Sense of Entitlement Ingrained (Feedback)

by Steve Smith  on Monday, Jul. 15, 2013 12:00 am  

TO THE EDITOR:

Gwen Moritz’s commentary on “The Entitlement Mentality” was great [June 24 Editor’s Note]. Her message is perfectly on point. It is bad enough when we destroy initiative with well-meaning but poorly executed assistance to poor people, but when we engage in corporate and farm welfare, it is just that much worse.

Farmers (collectively considered an American icon) not only are the beneficiaries of direct support from taxpayers, but many often avoid any significant income taxes themselves by continuing to deduct improvements made to their operations. Then when the more valuable operation passes on to their children, the stepped-up basis, which represents a generation of income, escapes taxation permanently unless it exceeds a huge estate tax exemption. It’s a real racket.

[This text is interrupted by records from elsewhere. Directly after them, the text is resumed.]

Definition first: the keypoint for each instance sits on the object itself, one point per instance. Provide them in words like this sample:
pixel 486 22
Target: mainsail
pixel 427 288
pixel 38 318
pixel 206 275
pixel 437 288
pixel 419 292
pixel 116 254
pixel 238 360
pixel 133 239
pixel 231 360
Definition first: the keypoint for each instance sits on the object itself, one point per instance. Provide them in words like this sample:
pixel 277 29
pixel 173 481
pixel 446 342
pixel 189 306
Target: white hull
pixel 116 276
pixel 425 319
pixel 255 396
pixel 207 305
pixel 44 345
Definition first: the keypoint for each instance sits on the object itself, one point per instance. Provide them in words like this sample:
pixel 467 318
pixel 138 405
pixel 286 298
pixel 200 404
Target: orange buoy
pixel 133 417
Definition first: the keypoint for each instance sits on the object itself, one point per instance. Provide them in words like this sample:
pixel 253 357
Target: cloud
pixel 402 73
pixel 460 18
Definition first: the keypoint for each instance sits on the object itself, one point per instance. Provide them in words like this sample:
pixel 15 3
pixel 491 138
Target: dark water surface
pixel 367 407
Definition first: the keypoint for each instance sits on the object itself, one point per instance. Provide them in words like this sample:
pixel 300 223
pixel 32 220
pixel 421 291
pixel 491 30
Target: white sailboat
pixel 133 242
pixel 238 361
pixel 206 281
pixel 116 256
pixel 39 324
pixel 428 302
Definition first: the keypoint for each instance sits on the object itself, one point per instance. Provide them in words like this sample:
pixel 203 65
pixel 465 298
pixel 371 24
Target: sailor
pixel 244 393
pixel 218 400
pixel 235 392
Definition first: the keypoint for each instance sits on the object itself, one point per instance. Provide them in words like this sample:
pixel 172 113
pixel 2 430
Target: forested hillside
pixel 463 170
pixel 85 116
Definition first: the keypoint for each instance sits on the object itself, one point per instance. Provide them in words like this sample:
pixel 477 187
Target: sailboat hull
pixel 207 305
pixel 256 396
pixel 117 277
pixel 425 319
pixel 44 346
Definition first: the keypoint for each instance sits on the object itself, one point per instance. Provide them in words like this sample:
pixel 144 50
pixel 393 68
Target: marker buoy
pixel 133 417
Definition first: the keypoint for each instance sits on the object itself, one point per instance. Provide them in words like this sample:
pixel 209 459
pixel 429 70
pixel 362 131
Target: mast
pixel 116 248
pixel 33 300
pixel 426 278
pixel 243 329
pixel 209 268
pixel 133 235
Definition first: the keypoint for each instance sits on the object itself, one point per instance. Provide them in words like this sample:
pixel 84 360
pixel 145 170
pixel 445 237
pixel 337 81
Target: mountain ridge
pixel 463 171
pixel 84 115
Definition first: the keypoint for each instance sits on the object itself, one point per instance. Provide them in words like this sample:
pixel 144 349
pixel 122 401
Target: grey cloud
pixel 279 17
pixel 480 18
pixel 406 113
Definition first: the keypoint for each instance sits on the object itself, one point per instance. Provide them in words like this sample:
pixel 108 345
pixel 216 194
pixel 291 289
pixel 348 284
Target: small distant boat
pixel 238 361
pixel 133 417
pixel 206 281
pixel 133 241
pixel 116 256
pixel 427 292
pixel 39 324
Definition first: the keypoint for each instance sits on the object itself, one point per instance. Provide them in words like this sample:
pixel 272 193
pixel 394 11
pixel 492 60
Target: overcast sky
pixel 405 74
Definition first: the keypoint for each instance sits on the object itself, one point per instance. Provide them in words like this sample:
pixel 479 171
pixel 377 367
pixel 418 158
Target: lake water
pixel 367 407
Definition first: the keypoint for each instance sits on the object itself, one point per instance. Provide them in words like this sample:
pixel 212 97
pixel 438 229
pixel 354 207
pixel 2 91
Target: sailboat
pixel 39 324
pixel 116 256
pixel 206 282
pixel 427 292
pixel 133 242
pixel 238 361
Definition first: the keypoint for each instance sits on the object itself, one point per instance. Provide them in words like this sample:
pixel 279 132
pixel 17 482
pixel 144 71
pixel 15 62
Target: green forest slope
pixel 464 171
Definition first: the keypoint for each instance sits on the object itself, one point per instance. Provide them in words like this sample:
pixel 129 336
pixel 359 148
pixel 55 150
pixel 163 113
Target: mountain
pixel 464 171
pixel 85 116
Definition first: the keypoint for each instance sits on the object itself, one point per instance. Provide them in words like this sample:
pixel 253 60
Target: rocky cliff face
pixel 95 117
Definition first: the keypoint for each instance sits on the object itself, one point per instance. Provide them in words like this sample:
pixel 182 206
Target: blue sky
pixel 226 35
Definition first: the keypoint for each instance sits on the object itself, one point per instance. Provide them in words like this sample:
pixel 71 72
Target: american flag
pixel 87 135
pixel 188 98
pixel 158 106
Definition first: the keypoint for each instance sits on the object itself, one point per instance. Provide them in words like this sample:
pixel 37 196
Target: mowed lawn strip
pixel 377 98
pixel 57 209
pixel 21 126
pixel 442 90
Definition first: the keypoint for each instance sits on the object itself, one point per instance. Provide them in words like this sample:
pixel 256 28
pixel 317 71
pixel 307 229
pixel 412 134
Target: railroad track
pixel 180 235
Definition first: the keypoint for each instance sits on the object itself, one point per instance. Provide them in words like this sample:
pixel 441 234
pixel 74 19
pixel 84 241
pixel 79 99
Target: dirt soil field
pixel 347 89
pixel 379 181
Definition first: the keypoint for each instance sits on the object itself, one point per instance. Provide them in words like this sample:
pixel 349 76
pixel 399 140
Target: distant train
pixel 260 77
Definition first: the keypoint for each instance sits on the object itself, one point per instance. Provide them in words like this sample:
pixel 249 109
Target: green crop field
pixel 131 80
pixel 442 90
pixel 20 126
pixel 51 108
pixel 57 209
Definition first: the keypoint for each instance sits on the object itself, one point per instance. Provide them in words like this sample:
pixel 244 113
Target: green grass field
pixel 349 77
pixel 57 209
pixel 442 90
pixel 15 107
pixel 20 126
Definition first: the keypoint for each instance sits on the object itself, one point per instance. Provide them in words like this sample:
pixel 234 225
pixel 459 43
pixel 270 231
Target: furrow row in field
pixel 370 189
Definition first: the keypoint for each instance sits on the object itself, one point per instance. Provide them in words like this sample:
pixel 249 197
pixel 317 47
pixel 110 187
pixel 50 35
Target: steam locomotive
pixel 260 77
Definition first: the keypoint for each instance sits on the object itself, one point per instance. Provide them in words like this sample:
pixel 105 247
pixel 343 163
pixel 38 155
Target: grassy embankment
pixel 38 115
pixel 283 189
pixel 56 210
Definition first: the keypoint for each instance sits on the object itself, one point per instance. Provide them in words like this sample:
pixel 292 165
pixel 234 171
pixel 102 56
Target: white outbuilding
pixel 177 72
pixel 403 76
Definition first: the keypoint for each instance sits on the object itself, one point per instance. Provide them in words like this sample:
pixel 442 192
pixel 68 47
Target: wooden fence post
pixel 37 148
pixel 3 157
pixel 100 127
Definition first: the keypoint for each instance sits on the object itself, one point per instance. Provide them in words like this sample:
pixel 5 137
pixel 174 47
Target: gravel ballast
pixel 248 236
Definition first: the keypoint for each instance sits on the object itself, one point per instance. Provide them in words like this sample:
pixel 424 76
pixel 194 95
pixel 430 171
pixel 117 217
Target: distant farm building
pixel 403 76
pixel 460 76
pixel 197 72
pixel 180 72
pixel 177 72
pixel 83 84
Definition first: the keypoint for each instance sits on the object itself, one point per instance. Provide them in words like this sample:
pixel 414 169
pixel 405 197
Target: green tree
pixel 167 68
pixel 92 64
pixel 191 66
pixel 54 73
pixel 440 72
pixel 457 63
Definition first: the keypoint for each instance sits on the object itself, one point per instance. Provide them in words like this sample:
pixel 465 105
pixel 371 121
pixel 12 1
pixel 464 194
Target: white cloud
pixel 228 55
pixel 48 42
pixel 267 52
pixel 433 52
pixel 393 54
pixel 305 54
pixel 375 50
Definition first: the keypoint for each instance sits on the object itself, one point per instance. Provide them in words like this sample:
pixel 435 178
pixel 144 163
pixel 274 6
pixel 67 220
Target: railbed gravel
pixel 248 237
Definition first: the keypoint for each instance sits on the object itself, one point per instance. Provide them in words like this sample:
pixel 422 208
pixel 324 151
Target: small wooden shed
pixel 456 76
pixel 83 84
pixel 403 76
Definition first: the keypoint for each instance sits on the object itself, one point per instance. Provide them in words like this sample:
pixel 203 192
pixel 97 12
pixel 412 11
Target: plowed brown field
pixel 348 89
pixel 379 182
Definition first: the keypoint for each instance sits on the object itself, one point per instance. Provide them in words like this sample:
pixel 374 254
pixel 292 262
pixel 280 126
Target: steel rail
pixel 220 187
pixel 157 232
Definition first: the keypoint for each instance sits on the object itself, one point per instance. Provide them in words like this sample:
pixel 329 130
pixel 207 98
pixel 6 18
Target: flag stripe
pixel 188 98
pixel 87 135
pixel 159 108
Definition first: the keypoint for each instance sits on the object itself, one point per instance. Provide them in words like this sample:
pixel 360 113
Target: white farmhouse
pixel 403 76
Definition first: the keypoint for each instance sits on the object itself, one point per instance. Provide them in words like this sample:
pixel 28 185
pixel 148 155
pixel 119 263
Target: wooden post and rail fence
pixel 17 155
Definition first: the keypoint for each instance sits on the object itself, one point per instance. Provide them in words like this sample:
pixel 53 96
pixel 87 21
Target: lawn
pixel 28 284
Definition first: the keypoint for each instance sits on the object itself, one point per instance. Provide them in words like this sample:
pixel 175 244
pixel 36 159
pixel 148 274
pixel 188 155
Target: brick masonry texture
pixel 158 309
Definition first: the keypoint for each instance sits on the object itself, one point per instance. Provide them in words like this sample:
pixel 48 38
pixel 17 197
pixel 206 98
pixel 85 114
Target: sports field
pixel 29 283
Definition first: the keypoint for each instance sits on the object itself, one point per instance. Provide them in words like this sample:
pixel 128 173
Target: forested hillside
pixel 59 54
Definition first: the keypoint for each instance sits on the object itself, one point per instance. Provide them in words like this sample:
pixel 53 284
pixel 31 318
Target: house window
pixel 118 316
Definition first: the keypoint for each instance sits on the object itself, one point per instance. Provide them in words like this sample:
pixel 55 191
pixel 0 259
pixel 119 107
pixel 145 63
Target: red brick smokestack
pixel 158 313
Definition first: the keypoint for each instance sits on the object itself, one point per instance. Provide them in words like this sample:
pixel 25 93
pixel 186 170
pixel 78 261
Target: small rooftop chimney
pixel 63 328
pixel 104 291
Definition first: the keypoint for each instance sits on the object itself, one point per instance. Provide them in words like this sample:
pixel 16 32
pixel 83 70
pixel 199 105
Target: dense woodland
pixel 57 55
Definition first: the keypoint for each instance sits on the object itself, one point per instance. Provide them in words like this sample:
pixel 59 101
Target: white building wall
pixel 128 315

Unfortunately, the sense of entitlement is so ingrained in our culture that most people don’t even recognize it when it is right in front of their noses. Why pay your taxes when a lawyer says he can “reduce or eliminate the amount you owe”? Or a borrower with a cash business tells his lender that he really can afford to repay the loan he is requesting even when his tax return says he can’t, the explanation being something along the lines of “I don’t tell Uncle Sam everything I make.”

The rest of us (law-abiding chumps) are left to foot the bill for the food stamps and the farmers. It is disgusting. And now the IRS has pulled some boneheaded shenanigans that undermine its credibility when its budget really should be doubled to try to catch all the cheats and reduce the deficit.

From the bottom to the top of the socioeconomic ladder, everybody feels entitled to somebody else’s money whether acquired legally or otherwise. Thanks for the opportunity to get worked up and vent!